Asia’s 10ppm sulfur gasoil spot cash premiums (GO10-SIN-DIF) firmed for a ninth consecutive session on Monday as July buying interest in the open market remained strong.
Sellers remained few, with some participants still unclear if supply will ultimately lengthen in July.
Support for buying sentiment also came from a slightly wider arbitrage window to the West, according to a few market players, although it was not fully economical for sellers to offload cargoes there yet.

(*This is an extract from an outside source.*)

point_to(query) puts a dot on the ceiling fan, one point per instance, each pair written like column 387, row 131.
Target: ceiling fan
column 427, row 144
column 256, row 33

South Korean refiner SK Energy offered three more spot 10ppm sulfur gasoil cargoes of 300,000 barrels each for second-half July loading which closed on Monday, signaling possibly better margins to sell gasoil instead of jet fuel, given earlier demand from Australia and a likely wider arbitrage selling window to the West soon.
The spread on paper swaps (LGOAEFSMc1) for July widened to $43.67 a metric ton, Refinitiv Eikon data showed, after primarily trading in a range of $30-$39 in the last month.
Likewise, refining margins (GO10SGCKMc1) for 10ppm sulfur gasoil kicked off the week higher at $19.24 a barrel against a backdrop of weaker oil prices.
Jet fuel refining margins (JETSGCKMc1) also rose to $18.14 a barrel, tracking the gains in gasoil refining margins.
Regrade (JETREG10SGMc1), the spread between jet fuel and 10 ppm sulfur gasoil swaps, recorded limited change.